A few weeks ago, I was assigned a data cleansing, standardization and manipulations task for one of our clients, a B2B start-up with a relatively young email program. There were some 16,000 records in the file and they needed all of these normalized and squeaky-clean in order to import it all into their automation software of choice, Pardot.
The client was very specific about how they wanted their data to be but here’s the gist of the rules:
– No initials after first name
– No prefix, i.e. no Mr., Dr. or Mrs. in first name
– Proper capitalization of all fields
– No LLC, Ltd or any other abbreviation in the company name
– No apartment number, suite number, P.O box or any combination of these in Street Address 1
– Any of the above should be in Street Address 2
– No state abbreviation, i.e.
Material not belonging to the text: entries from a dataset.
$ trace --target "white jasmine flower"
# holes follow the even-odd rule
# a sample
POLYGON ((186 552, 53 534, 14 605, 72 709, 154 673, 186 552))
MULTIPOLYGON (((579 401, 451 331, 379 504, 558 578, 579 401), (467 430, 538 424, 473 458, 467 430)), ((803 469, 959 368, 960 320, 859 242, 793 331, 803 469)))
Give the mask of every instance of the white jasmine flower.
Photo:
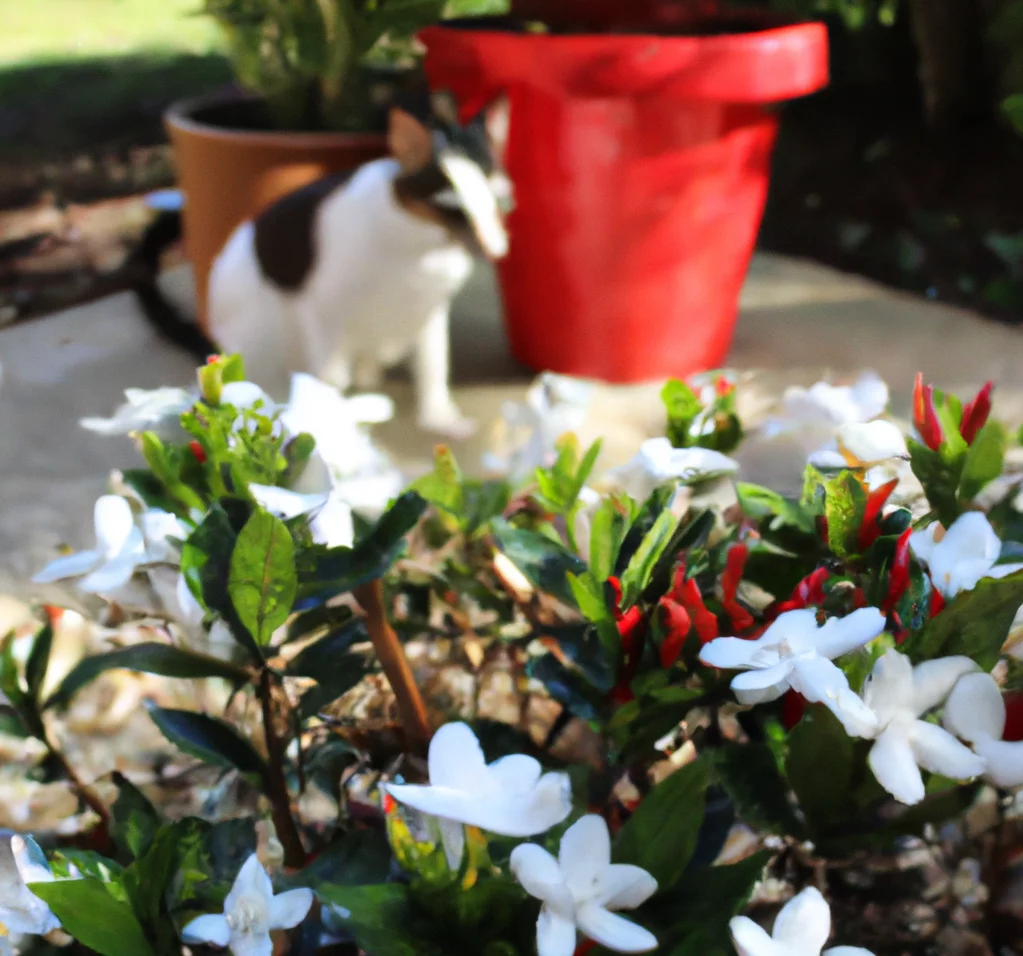
POLYGON ((118 495, 103 495, 93 511, 96 547, 56 558, 32 580, 48 584, 84 575, 82 591, 105 594, 131 580, 135 568, 146 562, 146 543, 135 526, 131 505, 118 495))
POLYGON ((777 700, 792 688, 827 707, 850 736, 871 737, 877 717, 832 660, 872 641, 884 623, 876 607, 829 618, 821 627, 812 609, 786 611, 755 640, 715 638, 700 652, 700 660, 723 670, 745 671, 732 680, 732 690, 743 704, 777 700))
POLYGON ((869 468, 889 458, 908 458, 906 436, 894 422, 852 422, 835 433, 838 450, 846 463, 869 468))
POLYGON ((255 408, 264 415, 272 415, 277 411, 274 400, 254 382, 227 382, 220 390, 220 405, 230 405, 242 409, 255 408))
POLYGON ((234 956, 271 956, 270 931, 291 929, 306 918, 313 891, 289 890, 274 896, 273 884, 253 853, 238 871, 224 900, 224 912, 192 920, 182 931, 182 942, 208 943, 230 948, 234 956))
POLYGON ((153 564, 178 563, 178 549, 171 538, 184 541, 190 529, 177 515, 159 508, 148 508, 139 515, 142 537, 146 542, 146 560, 153 564))
POLYGON ((316 441, 316 455, 294 490, 308 492, 310 482, 322 483, 318 472, 325 468, 341 500, 357 511, 383 511, 405 482, 373 442, 367 426, 393 417, 394 403, 386 395, 346 397, 312 375, 293 375, 281 423, 289 435, 306 432, 316 441))
POLYGON ((82 418, 82 428, 100 435, 130 435, 176 424, 195 403, 187 388, 126 388, 125 403, 110 418, 82 418))
POLYGON ((429 785, 386 784, 399 803, 437 817, 448 864, 462 860, 463 824, 500 836, 527 837, 561 823, 572 811, 564 773, 543 773, 539 761, 511 754, 488 764, 476 735, 445 724, 430 741, 429 785))
MULTIPOLYGON (((808 886, 792 897, 774 921, 769 935, 748 916, 736 916, 728 928, 739 956, 821 956, 831 934, 831 907, 820 891, 808 886)), ((873 956, 859 946, 834 946, 823 956, 873 956)))
POLYGON ((774 431, 816 424, 837 428, 872 421, 887 406, 888 386, 875 372, 864 372, 853 385, 790 386, 782 396, 782 418, 771 425, 774 431))
POLYGON ((920 768, 952 780, 984 772, 984 760, 937 724, 920 720, 941 705, 960 677, 975 671, 968 657, 942 657, 912 665, 896 650, 874 664, 863 685, 863 700, 877 715, 868 763, 877 782, 900 803, 924 798, 920 768))
POLYGON ((1023 564, 995 566, 1002 542, 979 511, 960 515, 944 536, 941 531, 941 525, 935 521, 922 531, 914 531, 909 546, 946 600, 960 591, 972 590, 981 578, 1004 578, 1023 570, 1023 564))
POLYGON ((657 892, 657 880, 642 867, 611 862, 603 817, 591 814, 573 823, 561 838, 556 860, 535 843, 517 846, 511 869, 530 896, 543 900, 536 922, 540 956, 572 956, 577 927, 619 953, 657 948, 653 933, 612 912, 646 902, 657 892))
POLYGON ((0 924, 10 933, 45 936, 60 921, 29 883, 53 881, 43 851, 31 837, 11 836, 0 842, 0 924))
POLYGON ((352 509, 335 491, 303 495, 274 485, 249 485, 252 497, 272 515, 288 520, 309 515, 309 530, 316 544, 350 548, 355 541, 352 509))
POLYGON ((1005 701, 990 674, 959 679, 945 701, 943 723, 984 759, 985 780, 1004 789, 1023 786, 1023 741, 1002 740, 1005 701))
POLYGON ((579 557, 584 561, 590 559, 590 531, 593 524, 593 513, 600 506, 602 500, 600 494, 589 486, 579 489, 580 507, 572 522, 572 533, 575 536, 579 557))
POLYGON ((710 448, 674 448, 667 438, 650 438, 639 453, 614 471, 608 479, 639 501, 670 481, 695 484, 722 475, 733 475, 739 463, 710 448))
POLYGON ((524 402, 501 406, 498 450, 484 455, 484 467, 512 483, 550 467, 558 439, 582 427, 594 391, 592 382, 545 372, 530 386, 524 402))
Tx , TX or TEXAS should be replaced by Texas
– All the above rules were to be done for 10+ fields
There were many combinations that any of the above could appear in the respected fields. Obviously, it would have been very time consuming to “find and replace” for all of the standardization, one field at a time.
It was a very tedious job any way you sliced it since the client was so specific about the how they wanted their data to be formatted and there was no place for missing something. One fine Thursday, however, I set my mind to it and stayed at the office until 8 p.m. to complete this task of 16,000 records. I decided to create a process that would do this in the most efficient way possible. Since my expertise is SQL (database) programing, I thought I could find a solution for this by creating stored procedures, functions and script in T-SQL.
I created a function to take a string of characters and return the same string in proper capitalized format. A stored procedure was also created to look for any of the client-specified characters that shouldn’t be in that field. If the procedure comes across something on the no-no list above, it can automatically either remove them or truncate the field according to the given specifications starting from the first character in the effective character string. The process I followed was basically importing the data file into the database and then running the script on the specified fields, passing them through the stored procedure.
The scripts, stored procedure and the functions did the above client requested data formatting in one-third of the time it would have taken in Excel or another typical spread sheet setup. It is still somewhat of a manual process to spot-check that nothing is missed or added when it shouldn’t be but, with a little savvy engineering, the time spent on this and the work intensity level has reduced to half. New data still comes in every few weeks, and when it does, it can be quickly formatted just how they like it so the client can apply the cleansed data to dynamic content in their email program and even sales follow-ups in other channels.
It’s all in a day’s work for a BrightWave data engineer.